Simple search engine
Installing
It is recommended to use virtualenv.
pip install -r requirements.txt
Testing
If you just want to test and don't want to install a PostgreSQL database
but have Docker installed, juste use the docker-compose.yml
.
This is only for test, don't use this shit on production (the docker-compose file)!
Sphinx-search / Manticore-search
You must use Manticore-search because of the usage of the JSON search API in the searx engines.
But you can use Sphinx-search if you don't want to use the JSON search API. You need to know, as of January 2019, the last version of Sphinx-search is distribued in closed-source instead of open-source (for versions 3.x)
Configuration
Database
The database used for this project is PostgreSQL, you can update login
information in config.py
file.
Manticore-search
The configuration for this is in sphinx_search.conf
file. For update this
file please view documentation Manticore-search.
Keep in mind you must keep up to date the file config.py
in accordance with
the sphinx_search.conf
file.
Crawling
For now there is an example spider with neodarz website. For launch all the crawler use the following command:
python app.py crawl
You can also specific a spider to crawl, for example nevrax_crawler
with the
command:
python app.py crawl nevrax_crawler
Indexing
Before lauch indexing or searching command you must verifiy that the folder of
path
option is present in your system (Warning: the last word of the path
option is the value of the source
option, don't create this folder but only
his parent folder).
Example with the configuration for the indexer datas
:
index neodarznet {
source = neodarznet
path = /tmp/data/neodarznet
}
Here the folder is /tmp/data/
The command for indexing is:
indexer --config sphinx_search.conf --all
Don't forget to launch the crawling command before this ;)
Searching
Before you can make search, you must lauch the search server
searchd -c sphinx_search.conf
Updating
For update the database and only crawl url that are one week old and and his content modified, you can use:
python app.py update
Cron
If you want to use cron for start tasks you can use it. But there is a cron like function with this app who do nothing more that cron for the moment. For start it just use the following command:
python app.py cron
All the configuration are in the file cron.conf
and the syntax is the same
that UNIX cron
but there is some some project specification, checkout the first line of the
file who is a comment about his structure.

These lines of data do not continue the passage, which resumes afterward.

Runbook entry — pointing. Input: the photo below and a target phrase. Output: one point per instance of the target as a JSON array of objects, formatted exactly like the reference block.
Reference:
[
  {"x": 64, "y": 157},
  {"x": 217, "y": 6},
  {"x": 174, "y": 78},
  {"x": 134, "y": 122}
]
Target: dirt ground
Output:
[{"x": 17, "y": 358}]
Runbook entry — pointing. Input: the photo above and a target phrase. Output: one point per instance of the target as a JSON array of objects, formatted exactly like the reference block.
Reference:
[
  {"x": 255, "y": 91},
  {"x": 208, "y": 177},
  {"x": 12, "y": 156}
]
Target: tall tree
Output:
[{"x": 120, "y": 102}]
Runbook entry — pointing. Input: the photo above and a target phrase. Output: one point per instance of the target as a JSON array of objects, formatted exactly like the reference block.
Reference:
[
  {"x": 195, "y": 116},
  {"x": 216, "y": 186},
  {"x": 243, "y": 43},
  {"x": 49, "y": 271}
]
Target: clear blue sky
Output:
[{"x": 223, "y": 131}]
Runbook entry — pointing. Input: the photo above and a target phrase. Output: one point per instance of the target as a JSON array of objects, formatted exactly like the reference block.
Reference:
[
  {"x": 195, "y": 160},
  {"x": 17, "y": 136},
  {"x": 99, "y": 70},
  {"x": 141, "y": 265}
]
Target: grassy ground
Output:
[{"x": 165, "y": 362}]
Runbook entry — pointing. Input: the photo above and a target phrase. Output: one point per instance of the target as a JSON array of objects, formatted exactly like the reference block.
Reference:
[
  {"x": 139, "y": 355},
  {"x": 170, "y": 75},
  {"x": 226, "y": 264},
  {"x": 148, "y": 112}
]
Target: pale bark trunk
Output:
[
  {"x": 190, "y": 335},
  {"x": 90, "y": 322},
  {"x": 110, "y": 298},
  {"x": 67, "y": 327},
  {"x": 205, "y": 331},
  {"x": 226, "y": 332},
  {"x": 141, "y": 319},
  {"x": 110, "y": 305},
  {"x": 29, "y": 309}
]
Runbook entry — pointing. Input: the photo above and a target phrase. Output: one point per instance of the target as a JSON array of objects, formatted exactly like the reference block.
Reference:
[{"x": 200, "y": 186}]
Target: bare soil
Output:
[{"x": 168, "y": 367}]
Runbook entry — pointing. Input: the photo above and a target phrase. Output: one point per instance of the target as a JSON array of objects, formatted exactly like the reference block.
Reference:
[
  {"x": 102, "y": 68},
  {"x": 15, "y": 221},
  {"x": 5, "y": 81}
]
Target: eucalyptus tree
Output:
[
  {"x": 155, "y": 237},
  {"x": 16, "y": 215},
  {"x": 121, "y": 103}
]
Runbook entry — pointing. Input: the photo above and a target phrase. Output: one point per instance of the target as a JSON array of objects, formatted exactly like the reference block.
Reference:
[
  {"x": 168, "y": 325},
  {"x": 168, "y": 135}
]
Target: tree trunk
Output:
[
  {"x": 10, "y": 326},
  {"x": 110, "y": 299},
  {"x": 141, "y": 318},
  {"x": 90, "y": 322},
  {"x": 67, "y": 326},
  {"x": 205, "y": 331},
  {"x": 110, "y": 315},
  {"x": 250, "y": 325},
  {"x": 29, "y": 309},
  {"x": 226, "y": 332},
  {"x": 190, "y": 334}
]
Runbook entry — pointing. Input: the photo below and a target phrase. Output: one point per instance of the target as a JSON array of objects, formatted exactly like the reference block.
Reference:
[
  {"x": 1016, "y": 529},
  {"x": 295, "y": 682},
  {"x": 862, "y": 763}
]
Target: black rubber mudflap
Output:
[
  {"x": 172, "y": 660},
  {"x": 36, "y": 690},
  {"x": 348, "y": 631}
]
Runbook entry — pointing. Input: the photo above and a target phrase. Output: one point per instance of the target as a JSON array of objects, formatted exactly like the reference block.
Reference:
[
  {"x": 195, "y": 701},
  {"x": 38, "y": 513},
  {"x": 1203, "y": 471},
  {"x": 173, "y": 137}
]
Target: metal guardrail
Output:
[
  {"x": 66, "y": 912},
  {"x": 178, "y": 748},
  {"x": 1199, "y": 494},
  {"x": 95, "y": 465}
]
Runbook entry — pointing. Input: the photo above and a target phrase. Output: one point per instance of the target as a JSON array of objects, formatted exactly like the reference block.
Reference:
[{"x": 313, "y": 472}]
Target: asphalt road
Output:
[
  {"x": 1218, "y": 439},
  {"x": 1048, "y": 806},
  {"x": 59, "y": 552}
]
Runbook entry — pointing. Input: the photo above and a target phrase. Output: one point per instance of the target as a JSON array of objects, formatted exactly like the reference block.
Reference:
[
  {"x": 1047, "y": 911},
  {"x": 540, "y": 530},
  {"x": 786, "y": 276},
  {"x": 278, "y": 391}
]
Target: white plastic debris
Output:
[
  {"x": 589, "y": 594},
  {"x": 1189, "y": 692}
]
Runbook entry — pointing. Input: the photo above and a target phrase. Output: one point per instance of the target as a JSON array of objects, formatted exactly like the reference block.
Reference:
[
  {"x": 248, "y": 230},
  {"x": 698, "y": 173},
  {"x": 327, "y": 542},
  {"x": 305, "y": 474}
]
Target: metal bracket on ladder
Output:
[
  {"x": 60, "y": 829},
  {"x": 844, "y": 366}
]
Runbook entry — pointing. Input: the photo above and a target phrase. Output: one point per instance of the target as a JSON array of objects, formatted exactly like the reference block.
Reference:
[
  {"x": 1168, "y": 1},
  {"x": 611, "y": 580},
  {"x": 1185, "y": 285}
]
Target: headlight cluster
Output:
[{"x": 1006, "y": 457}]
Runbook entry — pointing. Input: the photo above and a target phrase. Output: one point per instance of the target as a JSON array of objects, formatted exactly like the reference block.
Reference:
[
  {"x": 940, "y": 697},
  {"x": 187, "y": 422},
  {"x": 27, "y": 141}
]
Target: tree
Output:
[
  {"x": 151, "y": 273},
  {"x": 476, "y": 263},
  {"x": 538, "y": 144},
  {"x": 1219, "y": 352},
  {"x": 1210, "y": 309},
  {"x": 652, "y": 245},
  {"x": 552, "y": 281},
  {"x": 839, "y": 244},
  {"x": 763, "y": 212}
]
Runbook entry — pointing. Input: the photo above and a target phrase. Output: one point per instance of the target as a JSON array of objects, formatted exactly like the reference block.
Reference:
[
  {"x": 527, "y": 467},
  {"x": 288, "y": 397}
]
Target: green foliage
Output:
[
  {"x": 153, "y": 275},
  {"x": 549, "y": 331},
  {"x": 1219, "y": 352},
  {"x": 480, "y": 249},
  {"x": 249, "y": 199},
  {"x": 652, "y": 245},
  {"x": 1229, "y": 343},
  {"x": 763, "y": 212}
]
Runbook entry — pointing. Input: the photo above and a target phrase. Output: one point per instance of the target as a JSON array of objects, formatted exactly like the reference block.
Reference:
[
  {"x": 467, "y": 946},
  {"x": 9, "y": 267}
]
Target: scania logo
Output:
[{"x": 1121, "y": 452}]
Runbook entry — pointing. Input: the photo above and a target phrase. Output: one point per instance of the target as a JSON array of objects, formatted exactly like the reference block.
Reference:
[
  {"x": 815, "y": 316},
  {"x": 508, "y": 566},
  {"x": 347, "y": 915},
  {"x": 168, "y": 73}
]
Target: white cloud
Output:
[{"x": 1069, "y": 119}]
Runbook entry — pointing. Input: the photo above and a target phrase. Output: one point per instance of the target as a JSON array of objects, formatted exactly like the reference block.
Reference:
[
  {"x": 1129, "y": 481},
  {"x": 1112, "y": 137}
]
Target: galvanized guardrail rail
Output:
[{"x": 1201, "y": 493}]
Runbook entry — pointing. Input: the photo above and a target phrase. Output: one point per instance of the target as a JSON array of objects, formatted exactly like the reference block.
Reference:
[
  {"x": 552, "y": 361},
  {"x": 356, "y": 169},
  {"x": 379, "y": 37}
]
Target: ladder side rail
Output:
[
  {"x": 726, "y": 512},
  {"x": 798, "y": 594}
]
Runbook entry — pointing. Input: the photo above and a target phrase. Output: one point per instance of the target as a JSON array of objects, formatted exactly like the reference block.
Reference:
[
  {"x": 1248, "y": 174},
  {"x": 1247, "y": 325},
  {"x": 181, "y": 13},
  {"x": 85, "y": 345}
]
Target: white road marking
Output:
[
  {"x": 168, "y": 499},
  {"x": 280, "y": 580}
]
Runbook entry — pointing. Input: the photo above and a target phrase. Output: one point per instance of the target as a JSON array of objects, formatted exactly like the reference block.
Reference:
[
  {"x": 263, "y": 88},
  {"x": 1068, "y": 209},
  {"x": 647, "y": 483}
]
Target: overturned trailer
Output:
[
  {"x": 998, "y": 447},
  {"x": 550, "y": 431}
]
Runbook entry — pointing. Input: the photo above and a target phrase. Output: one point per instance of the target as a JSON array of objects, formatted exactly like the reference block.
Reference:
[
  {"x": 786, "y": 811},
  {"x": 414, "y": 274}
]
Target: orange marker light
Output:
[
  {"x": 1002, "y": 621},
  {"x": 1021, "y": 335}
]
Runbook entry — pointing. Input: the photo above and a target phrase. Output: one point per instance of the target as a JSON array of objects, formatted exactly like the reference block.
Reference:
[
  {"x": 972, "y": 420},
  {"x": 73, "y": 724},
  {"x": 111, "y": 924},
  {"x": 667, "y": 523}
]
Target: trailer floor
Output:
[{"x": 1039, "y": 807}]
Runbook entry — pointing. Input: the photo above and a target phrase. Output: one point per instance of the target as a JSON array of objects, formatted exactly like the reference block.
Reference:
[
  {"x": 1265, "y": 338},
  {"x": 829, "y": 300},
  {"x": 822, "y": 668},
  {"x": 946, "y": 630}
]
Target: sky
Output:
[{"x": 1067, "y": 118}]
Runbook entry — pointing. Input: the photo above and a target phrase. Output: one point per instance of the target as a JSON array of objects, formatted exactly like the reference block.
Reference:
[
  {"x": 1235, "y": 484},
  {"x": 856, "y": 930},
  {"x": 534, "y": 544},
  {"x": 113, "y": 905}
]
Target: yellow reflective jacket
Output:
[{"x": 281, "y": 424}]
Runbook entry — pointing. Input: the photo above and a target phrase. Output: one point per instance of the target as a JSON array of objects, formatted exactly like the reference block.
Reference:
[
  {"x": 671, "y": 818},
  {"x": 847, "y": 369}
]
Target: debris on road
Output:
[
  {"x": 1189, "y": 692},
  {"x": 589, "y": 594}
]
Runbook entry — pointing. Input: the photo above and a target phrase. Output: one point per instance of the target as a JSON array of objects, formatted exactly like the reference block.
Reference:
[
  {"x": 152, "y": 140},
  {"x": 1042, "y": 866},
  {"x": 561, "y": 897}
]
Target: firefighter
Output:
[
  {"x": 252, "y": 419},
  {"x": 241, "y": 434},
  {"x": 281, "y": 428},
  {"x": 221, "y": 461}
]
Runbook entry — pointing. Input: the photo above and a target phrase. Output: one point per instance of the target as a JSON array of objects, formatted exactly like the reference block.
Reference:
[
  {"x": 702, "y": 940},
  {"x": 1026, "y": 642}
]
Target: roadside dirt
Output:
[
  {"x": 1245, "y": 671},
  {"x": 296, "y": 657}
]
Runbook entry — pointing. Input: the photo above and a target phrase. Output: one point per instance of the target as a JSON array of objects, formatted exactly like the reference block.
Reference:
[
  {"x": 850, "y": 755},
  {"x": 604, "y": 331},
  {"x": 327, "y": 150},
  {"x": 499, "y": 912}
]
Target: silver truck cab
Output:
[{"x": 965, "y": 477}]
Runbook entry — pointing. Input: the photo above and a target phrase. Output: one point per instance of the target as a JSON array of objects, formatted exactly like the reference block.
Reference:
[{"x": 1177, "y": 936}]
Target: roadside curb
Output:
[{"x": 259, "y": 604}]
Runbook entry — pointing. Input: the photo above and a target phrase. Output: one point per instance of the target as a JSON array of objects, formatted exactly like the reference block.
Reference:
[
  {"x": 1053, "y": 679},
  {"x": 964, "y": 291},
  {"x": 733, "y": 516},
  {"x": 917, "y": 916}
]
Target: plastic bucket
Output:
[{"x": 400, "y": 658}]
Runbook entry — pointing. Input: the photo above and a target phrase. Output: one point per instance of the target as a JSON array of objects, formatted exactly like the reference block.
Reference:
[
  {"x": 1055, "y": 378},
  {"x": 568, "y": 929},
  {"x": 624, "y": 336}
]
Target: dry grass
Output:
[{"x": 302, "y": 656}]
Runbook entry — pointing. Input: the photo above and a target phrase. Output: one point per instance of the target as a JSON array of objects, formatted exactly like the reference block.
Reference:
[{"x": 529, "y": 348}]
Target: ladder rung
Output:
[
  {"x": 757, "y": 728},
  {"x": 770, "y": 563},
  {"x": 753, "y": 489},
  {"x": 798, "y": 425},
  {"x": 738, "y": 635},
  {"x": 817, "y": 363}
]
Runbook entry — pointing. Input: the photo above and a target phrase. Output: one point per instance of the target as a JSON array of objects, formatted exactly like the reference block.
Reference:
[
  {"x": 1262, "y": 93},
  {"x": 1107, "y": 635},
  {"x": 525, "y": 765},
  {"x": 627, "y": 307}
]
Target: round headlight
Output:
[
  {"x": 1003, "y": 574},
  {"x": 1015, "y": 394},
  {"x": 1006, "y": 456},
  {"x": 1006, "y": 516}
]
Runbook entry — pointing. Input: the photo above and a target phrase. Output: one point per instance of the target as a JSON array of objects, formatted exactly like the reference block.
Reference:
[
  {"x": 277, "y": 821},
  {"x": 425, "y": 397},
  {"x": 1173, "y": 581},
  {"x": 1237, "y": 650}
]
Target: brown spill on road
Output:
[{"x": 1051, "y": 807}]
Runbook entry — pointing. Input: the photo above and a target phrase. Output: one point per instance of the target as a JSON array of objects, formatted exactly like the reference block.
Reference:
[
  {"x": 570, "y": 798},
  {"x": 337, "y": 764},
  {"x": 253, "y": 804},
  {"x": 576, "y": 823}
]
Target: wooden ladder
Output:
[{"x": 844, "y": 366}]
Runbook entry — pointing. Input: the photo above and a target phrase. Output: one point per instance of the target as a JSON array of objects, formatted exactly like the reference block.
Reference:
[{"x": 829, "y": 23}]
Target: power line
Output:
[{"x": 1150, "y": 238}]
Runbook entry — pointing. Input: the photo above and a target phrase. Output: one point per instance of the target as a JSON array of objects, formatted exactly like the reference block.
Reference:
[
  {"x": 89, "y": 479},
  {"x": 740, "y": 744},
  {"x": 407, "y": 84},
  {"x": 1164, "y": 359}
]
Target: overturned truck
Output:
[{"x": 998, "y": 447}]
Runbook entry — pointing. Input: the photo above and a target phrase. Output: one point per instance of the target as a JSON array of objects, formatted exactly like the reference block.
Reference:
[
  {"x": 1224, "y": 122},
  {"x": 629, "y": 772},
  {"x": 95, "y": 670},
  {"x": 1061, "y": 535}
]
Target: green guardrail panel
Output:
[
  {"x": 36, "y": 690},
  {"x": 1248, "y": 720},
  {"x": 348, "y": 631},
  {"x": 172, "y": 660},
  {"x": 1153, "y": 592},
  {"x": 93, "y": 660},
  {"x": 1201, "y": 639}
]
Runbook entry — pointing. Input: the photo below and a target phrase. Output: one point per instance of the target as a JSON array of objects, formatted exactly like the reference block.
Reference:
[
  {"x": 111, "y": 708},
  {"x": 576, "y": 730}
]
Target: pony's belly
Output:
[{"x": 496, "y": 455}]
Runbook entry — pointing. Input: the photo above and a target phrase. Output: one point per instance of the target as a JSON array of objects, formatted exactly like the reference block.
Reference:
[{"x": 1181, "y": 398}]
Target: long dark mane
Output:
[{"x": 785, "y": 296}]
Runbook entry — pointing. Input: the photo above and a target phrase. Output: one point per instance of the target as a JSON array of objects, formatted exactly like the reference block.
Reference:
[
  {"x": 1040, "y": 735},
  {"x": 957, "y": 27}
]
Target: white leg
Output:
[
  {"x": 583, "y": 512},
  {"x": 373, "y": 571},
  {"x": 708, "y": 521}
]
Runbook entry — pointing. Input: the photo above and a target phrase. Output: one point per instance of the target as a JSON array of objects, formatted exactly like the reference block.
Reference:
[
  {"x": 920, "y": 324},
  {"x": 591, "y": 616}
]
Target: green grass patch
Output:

Note 1: There is an id column, make sure all ids are different elsewhere the last task erase the previous one with the same id.
Note 2: This is only implemented on the crawl function for the moment.
Enjoy
For start searching send a POST
request with the manticoresearch json API,
for example:
http POST 'http://localhost:8080/json/search' < mysearch.json
This is the content of the mysearch.json
:
{
"index": "neodarznet",
"query": { "match": { "content": "Livet" } },
"highlight":
{
"fields":
{
"content": {},
"url": {},
"title": {}
},
"pre_tags": "_",
"post_tags": "_",
}
}
You can find more information about the HTTP sear API avaiblable in the Manticores-earch documentation
Resultat are in json format. If you whant to know witch website is indexed,
search in the file sphinx_search.conf
all the line who start by index
.